LONDON: Eurozone factory activity growth surged to a record high in April, boosted by burgeoning demand and driving a rise in hiring, although supply constraints led to an unprecedented rise in unfulfilled orders, a survey showed.
While a third wave of coronavirus infections in Europe has forced some governments to shutter much of their dominant service industries, factories have largely remained open.
IHS Markit’s final Manufacturing Purchasing Managers’ Index (PMI) rose to 62.9 in April from March’s 62.5, albeit below the initial 63.3 “flash” estimate but the highest reading since the survey began in June 1997.

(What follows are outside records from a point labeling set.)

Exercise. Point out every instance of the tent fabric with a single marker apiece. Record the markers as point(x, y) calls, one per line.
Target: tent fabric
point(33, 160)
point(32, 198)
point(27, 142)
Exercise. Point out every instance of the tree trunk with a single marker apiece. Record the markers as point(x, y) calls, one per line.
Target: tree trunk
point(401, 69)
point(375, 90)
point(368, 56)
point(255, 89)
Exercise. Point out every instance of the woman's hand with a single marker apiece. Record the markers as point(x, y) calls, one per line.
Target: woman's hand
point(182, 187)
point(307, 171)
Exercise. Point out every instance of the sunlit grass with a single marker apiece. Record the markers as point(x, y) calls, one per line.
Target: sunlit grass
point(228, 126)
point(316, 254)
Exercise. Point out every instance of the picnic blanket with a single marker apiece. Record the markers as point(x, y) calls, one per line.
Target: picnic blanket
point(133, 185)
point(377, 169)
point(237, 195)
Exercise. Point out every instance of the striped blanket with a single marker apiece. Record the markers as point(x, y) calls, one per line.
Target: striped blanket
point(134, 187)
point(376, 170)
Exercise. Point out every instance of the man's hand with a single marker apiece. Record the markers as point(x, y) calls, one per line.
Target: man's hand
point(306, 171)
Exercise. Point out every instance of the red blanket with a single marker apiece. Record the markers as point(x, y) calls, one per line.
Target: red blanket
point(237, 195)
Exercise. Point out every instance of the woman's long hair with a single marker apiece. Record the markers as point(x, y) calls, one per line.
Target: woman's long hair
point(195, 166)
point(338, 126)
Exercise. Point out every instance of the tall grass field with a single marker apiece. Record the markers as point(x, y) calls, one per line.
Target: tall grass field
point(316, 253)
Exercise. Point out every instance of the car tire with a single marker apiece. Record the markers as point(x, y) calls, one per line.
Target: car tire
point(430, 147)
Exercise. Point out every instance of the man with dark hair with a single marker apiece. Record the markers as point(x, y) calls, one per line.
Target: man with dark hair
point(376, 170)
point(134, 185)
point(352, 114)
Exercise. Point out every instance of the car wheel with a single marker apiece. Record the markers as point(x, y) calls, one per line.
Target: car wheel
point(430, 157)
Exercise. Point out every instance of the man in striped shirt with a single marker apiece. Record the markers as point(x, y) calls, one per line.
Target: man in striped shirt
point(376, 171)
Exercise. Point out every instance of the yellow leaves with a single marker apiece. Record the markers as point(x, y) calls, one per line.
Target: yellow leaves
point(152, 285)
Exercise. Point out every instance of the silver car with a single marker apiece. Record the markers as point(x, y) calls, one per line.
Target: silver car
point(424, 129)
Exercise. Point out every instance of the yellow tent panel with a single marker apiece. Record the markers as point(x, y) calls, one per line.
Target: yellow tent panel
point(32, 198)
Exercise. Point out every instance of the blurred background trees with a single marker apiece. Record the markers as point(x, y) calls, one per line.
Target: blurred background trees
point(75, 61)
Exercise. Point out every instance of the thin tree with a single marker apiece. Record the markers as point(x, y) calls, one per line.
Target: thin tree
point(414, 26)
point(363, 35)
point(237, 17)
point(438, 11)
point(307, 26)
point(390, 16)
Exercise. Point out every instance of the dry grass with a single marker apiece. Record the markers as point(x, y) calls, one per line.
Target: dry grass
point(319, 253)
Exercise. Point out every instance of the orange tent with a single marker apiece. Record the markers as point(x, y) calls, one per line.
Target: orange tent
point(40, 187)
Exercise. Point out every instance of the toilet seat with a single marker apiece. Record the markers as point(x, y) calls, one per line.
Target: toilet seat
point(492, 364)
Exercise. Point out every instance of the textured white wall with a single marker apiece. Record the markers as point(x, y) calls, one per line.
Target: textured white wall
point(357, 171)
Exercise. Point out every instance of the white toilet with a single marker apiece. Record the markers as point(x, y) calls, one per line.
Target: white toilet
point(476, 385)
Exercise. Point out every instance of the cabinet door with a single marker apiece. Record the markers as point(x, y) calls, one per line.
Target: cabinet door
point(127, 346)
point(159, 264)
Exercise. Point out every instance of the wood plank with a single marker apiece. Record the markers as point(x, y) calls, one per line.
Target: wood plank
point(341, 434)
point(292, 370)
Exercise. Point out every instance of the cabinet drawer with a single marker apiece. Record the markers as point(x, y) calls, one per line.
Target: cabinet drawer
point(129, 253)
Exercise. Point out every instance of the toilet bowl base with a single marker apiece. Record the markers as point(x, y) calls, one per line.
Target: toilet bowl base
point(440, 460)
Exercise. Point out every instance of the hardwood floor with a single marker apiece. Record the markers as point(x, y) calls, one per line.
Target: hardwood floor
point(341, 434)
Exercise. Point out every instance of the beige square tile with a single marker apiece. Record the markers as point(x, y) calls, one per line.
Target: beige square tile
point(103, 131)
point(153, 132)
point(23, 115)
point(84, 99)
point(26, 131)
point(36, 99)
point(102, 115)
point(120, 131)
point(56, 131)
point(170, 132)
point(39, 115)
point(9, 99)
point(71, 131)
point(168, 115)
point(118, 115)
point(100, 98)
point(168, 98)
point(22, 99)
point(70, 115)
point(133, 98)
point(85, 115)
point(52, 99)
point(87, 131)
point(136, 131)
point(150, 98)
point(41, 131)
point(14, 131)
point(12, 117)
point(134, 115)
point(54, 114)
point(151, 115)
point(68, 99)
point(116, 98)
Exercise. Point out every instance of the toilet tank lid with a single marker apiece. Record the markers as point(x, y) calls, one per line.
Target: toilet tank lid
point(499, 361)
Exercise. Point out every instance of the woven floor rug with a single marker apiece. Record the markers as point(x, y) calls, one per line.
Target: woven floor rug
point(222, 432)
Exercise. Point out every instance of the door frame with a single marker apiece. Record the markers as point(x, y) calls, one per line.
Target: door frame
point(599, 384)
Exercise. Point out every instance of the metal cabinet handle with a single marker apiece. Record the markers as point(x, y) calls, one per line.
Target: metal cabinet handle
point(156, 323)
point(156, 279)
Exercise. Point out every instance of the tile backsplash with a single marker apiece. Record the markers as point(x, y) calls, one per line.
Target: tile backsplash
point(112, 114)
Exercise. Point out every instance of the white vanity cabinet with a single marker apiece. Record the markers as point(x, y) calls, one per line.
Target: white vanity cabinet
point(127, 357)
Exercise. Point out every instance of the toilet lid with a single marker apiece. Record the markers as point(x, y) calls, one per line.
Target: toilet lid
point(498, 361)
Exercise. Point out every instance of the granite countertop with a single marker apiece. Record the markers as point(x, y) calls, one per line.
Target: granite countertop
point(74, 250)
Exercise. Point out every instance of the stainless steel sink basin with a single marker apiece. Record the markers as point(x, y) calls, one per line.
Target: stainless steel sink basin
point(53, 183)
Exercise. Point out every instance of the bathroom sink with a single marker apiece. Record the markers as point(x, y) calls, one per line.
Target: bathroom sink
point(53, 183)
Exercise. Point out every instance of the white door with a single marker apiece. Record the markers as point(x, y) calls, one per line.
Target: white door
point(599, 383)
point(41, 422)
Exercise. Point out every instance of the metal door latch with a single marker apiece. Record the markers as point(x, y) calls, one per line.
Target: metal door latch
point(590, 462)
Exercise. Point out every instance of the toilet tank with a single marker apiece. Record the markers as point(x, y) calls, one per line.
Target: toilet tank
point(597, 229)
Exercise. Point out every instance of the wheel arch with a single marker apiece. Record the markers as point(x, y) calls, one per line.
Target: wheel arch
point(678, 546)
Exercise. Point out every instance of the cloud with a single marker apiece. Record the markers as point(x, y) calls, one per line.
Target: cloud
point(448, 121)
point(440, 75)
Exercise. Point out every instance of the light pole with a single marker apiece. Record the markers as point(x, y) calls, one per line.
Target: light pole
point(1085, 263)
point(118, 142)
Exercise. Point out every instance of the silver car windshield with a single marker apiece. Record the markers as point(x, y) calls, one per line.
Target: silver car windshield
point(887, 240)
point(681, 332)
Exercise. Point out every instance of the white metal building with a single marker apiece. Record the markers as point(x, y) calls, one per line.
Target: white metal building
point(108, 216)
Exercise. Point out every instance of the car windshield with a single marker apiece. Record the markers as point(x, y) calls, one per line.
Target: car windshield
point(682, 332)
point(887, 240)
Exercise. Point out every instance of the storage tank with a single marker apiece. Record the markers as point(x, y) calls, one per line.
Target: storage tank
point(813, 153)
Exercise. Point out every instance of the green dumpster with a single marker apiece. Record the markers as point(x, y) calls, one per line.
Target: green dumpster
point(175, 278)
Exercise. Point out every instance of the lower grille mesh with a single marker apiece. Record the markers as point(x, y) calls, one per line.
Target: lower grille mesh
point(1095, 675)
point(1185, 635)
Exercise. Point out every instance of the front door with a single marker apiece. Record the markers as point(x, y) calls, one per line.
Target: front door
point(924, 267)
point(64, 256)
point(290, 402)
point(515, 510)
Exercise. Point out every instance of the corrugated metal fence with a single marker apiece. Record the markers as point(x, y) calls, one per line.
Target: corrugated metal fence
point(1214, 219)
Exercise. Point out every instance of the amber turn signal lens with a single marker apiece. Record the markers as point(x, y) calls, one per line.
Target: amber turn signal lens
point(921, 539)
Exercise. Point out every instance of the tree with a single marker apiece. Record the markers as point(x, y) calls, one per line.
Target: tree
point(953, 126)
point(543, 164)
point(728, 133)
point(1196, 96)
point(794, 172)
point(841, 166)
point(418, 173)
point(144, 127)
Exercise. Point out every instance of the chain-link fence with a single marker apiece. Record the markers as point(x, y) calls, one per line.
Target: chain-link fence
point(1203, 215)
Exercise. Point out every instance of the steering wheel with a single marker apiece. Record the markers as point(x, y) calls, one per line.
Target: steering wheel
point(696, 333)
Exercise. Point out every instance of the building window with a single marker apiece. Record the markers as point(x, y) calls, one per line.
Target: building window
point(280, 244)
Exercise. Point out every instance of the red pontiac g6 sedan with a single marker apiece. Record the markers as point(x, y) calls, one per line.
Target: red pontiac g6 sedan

An index measuring output, which feeds into a composite PMI due on Wednesday and that is seen as a good guide to economic health, edged down from March’s record high of 63.3 to 63.2. Anything above 50 indicates growth.
The backlogs of work index soared to 61.5 from 60.4, a survey high.
French manufacturing growth eased off a little from March’s peak as bottlenecks weighed on the recovery but Italian factory activity grew at its fastest rate on record, sister surveys showed.
German factories have been humming along during the pandemic, almost undisturbed by the related lockdowns, and activity accelerated in Europe’s biggest economy early this year on strong demand from the United States and China.
Its latest PMI was only just below March’s high at 66.4. China’s factory activity growth slowed and missed forecasts as supply bottlenecks and rising costs weighed on production, a survey showed on Friday.